Примечательно то, что хотя он писал стихи с детства, первое законченное стихотворение, по словам сестры, он написал лет в 16, а последнее,
добавим, в 28 лет. Стало быть, за какое-то десятилетие интенсивной работы, прерываемой приступами болезни, с которой он также сражался, как
воин, Роальд проделал неимоверный духовный и творческий путь — такая скорость духовного развития — признак гения. Общеизвестно, что
Роальд Мандельштам был певцом Петербурга-Ленинграда, так же, как Блок и Осип Мандельштам.

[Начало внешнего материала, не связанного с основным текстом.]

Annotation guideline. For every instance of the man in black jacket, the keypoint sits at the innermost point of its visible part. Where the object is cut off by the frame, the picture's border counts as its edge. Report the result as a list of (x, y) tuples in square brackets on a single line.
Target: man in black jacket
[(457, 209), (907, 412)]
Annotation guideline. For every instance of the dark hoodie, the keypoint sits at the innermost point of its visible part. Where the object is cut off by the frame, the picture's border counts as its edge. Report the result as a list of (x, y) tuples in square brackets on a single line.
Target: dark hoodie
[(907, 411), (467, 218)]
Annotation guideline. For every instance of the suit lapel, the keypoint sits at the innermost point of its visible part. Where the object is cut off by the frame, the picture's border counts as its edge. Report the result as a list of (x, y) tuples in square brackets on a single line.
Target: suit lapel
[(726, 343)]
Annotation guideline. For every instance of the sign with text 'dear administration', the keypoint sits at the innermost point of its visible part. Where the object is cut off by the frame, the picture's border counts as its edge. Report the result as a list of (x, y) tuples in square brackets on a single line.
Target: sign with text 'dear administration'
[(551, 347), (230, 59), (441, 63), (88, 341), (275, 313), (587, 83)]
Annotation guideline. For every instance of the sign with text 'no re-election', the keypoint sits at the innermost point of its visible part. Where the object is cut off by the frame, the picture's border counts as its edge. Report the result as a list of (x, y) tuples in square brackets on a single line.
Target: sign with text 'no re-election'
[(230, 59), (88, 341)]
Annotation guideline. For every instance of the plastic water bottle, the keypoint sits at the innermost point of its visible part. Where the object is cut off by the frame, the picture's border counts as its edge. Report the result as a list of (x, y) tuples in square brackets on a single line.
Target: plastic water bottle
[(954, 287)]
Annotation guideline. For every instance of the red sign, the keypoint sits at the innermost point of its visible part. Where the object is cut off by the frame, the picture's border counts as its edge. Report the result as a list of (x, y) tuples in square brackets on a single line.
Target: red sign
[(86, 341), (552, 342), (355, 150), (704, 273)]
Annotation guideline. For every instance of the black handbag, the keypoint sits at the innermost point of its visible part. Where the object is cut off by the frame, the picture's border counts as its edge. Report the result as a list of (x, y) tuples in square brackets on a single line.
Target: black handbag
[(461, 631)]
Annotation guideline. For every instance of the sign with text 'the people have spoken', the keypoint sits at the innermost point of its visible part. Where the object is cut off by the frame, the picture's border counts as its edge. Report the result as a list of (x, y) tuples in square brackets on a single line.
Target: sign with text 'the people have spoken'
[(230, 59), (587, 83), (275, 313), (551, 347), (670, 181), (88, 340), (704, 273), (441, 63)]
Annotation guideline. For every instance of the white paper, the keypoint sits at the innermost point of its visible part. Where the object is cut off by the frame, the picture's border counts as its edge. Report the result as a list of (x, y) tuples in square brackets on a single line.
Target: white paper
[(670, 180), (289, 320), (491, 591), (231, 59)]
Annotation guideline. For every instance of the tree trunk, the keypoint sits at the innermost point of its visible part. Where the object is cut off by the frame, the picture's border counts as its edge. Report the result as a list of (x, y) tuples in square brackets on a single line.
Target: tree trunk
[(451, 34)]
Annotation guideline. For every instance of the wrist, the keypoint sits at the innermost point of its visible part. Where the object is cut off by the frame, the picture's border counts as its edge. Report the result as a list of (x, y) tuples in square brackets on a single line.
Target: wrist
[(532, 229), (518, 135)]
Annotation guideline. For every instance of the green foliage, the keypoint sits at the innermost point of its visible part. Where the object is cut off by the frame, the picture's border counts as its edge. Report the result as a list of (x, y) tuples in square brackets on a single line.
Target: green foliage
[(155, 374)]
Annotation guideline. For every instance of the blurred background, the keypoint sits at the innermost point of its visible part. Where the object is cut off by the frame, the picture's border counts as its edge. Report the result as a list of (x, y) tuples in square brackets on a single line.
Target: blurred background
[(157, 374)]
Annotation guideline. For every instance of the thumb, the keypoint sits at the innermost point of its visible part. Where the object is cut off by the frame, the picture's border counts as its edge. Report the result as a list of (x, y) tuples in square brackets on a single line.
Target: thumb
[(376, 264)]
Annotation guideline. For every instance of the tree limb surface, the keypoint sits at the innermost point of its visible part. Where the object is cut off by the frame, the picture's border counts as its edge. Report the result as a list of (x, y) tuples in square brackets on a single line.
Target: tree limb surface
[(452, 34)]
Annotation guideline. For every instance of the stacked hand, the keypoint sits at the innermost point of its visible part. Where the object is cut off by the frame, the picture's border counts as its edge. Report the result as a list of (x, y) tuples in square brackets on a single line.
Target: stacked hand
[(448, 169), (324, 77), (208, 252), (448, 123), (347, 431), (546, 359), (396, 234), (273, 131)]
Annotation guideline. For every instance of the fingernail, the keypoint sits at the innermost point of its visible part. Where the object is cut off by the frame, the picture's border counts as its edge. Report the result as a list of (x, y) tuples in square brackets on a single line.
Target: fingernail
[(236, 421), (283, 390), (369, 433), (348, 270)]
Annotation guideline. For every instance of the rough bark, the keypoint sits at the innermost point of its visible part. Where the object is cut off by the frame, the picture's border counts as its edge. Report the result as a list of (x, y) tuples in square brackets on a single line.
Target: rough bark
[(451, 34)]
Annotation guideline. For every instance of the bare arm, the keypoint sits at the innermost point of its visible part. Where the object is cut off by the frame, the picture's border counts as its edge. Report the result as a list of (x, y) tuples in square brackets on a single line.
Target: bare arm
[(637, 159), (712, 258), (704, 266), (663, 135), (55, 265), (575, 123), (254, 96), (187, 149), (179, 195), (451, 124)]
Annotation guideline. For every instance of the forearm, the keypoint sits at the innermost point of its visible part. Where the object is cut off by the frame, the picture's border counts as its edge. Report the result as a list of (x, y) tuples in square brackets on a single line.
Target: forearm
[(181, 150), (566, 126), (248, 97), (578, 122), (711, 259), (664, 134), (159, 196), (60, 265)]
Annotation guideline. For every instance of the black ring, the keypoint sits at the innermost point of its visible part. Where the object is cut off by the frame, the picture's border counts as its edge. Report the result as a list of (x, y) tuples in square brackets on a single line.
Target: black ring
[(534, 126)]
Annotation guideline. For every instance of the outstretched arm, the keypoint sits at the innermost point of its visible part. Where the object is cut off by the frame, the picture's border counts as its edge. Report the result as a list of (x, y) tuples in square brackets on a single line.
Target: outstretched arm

Однако даже цветовая гамма, если применить
подход Тарановского[290], у Роальда Мандельштама значительно отличается от Блока. Если у Блока до «Двенадцати», как показал Тарановский,
преобладающие цвета — зеленый, фиолетовый или лиловый (лилово-зеленые сумерки), а зеленая звезда ожила, чтобы умереть в «Петрополе»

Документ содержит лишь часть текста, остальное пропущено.